La règle posée ici est de nature exclusivement civile. Elle n’est pas assortie d’une sanction. Sa portée reste donc limitée. Elle vise simplement à affirmer un principe devant guider l’attitude des parents à l’égard de leurs enfants. Ce texte a surtout une portée symbolique et pédagogique.
Dès lors, nous sommes légitimement amenés à nous interroger sur notre mission de législateur, car la loi ne saurait être seulement symbolique : elle doit avoir une portée certaine ! De même, la loi ne saurait être floue ou imprécise. Or ce texte ne définit à aucun moment ce que sont les violences éducatives ordinaires contre lesquelles il s’agit de lutter.
Il s’agit bien d’un texte symbolique, qui ne prévoit pas de sanction pénale et ne désigne pas précisément les faits ou comportements entrant dans son périmètre.
Monsieur le secrétaire d’État, mes chers collègues, aucune violence contre les enfants, qu’elle soit physique, verbale ou psychologique, n’est acceptable ni excusable. Nous souscrivons tous à ce principe, mais, tout comme celle de notre collègue Laurence Rossignol, cette proposition de loi suscite au sein du groupe Les Indépendants un sentiment très mitigé.

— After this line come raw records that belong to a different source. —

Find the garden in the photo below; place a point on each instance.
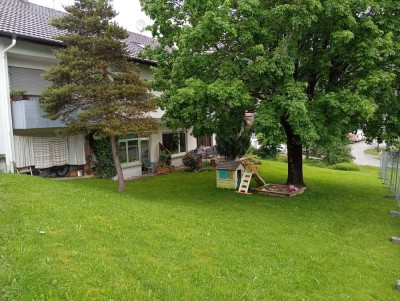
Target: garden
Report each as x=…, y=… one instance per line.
x=178, y=237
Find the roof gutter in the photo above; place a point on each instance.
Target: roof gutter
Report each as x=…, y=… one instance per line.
x=8, y=137
x=14, y=41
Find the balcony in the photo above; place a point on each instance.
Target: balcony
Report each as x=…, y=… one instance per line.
x=27, y=114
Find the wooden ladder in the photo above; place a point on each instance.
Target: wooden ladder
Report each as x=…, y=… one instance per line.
x=258, y=179
x=245, y=181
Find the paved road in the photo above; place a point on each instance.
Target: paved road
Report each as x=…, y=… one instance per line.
x=357, y=150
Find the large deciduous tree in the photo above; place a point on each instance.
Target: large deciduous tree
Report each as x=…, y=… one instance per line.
x=310, y=69
x=95, y=88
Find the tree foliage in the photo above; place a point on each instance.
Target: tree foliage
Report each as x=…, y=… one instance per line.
x=95, y=89
x=313, y=70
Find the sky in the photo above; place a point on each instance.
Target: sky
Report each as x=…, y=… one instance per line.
x=130, y=15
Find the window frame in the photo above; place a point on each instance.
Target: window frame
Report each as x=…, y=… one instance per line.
x=139, y=140
x=179, y=142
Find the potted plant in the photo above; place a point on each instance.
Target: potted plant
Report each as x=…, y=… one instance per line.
x=17, y=95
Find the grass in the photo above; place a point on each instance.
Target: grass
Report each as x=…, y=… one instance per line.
x=372, y=151
x=177, y=237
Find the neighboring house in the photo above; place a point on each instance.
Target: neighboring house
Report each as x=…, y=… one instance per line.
x=28, y=139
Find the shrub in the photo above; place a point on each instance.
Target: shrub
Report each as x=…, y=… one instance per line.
x=105, y=166
x=192, y=161
x=346, y=166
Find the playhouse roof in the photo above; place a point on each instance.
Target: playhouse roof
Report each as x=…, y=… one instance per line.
x=30, y=22
x=229, y=165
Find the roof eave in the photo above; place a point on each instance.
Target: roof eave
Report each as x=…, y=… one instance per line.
x=61, y=44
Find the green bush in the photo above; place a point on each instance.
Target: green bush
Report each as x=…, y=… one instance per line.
x=192, y=161
x=346, y=166
x=105, y=166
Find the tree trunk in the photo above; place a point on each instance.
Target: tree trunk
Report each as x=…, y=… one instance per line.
x=295, y=155
x=120, y=175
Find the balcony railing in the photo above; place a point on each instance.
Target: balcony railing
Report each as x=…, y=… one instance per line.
x=28, y=114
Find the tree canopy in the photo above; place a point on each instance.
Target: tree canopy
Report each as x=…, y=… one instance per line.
x=313, y=70
x=95, y=88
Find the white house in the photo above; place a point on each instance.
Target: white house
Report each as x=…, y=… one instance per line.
x=28, y=139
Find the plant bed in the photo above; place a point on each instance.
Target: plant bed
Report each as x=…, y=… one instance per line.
x=279, y=190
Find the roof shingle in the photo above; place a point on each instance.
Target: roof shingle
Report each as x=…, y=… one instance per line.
x=31, y=22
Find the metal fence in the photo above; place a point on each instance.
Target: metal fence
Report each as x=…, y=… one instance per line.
x=390, y=163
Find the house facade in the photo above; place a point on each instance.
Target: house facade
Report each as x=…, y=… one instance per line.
x=29, y=140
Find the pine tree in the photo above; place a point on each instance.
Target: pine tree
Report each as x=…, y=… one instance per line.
x=96, y=89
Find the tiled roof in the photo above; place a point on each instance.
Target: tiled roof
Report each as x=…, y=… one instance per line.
x=31, y=22
x=228, y=165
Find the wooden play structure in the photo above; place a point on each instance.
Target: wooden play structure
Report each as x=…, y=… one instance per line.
x=281, y=190
x=250, y=173
x=229, y=174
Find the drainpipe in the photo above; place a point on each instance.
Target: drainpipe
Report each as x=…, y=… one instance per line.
x=7, y=106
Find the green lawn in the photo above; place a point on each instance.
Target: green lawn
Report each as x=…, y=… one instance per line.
x=177, y=237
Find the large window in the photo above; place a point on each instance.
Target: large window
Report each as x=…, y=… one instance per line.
x=175, y=142
x=132, y=149
x=204, y=141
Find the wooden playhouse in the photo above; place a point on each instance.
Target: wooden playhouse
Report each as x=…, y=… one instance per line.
x=229, y=174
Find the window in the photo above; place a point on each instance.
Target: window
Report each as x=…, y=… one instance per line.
x=132, y=149
x=204, y=141
x=226, y=174
x=175, y=142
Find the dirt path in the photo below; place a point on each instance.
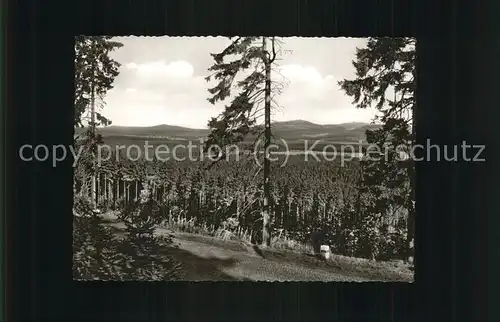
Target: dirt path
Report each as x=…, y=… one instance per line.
x=205, y=261
x=205, y=258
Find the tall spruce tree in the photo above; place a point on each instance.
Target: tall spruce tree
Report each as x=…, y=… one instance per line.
x=388, y=65
x=239, y=118
x=95, y=72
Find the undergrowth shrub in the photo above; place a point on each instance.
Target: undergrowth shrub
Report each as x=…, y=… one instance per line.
x=98, y=254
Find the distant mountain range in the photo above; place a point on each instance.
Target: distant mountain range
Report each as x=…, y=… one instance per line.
x=289, y=130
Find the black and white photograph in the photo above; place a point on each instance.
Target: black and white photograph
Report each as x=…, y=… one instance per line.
x=244, y=159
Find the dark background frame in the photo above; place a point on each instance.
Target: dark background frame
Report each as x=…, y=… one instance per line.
x=458, y=65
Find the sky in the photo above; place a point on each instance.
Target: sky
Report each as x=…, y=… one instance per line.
x=161, y=81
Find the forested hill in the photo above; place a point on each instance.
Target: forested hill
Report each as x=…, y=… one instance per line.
x=287, y=130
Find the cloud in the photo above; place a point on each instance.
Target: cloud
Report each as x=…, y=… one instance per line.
x=159, y=87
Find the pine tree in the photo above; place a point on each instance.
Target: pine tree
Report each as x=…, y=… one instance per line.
x=385, y=65
x=239, y=118
x=95, y=73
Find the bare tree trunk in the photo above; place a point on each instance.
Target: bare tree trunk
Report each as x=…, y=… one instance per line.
x=94, y=169
x=412, y=212
x=266, y=236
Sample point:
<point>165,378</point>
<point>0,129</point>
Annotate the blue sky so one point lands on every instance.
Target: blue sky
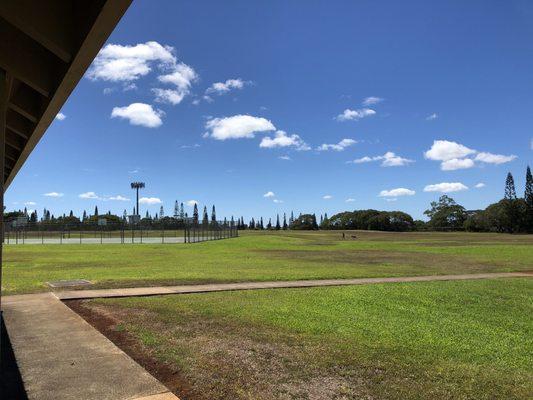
<point>328,106</point>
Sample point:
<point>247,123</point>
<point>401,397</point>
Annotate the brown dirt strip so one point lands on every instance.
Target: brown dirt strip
<point>219,287</point>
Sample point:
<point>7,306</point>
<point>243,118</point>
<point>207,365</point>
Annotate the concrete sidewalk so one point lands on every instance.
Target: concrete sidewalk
<point>60,356</point>
<point>218,287</point>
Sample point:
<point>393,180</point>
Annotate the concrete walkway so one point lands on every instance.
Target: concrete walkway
<point>60,356</point>
<point>218,287</point>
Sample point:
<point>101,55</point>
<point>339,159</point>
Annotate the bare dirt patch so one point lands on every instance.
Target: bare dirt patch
<point>219,363</point>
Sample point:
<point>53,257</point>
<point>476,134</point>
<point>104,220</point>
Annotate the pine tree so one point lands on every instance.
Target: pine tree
<point>315,225</point>
<point>195,214</point>
<point>510,191</point>
<point>213,215</point>
<point>205,217</point>
<point>528,194</point>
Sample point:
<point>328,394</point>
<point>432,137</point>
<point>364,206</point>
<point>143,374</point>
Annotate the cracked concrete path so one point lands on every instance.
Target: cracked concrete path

Toutefois, il apparaît inutile de prolonger la navette sur un texte dont la disposition centrale, à l’article 1er, a déjà été adoptée dans les mêmes termes par les deux assemblées.
Cette proposition de loi s’inscrivant dans le prolongement des lois du 5 mars 2007 et du 14 mars 2016 relatives à la protection de l’enfance, son adoption sans délai mettra la France en phase avec la majorité de ses partenaires européens. C’est donc dans un esprit de consensus que le groupe Les Indépendants la votera.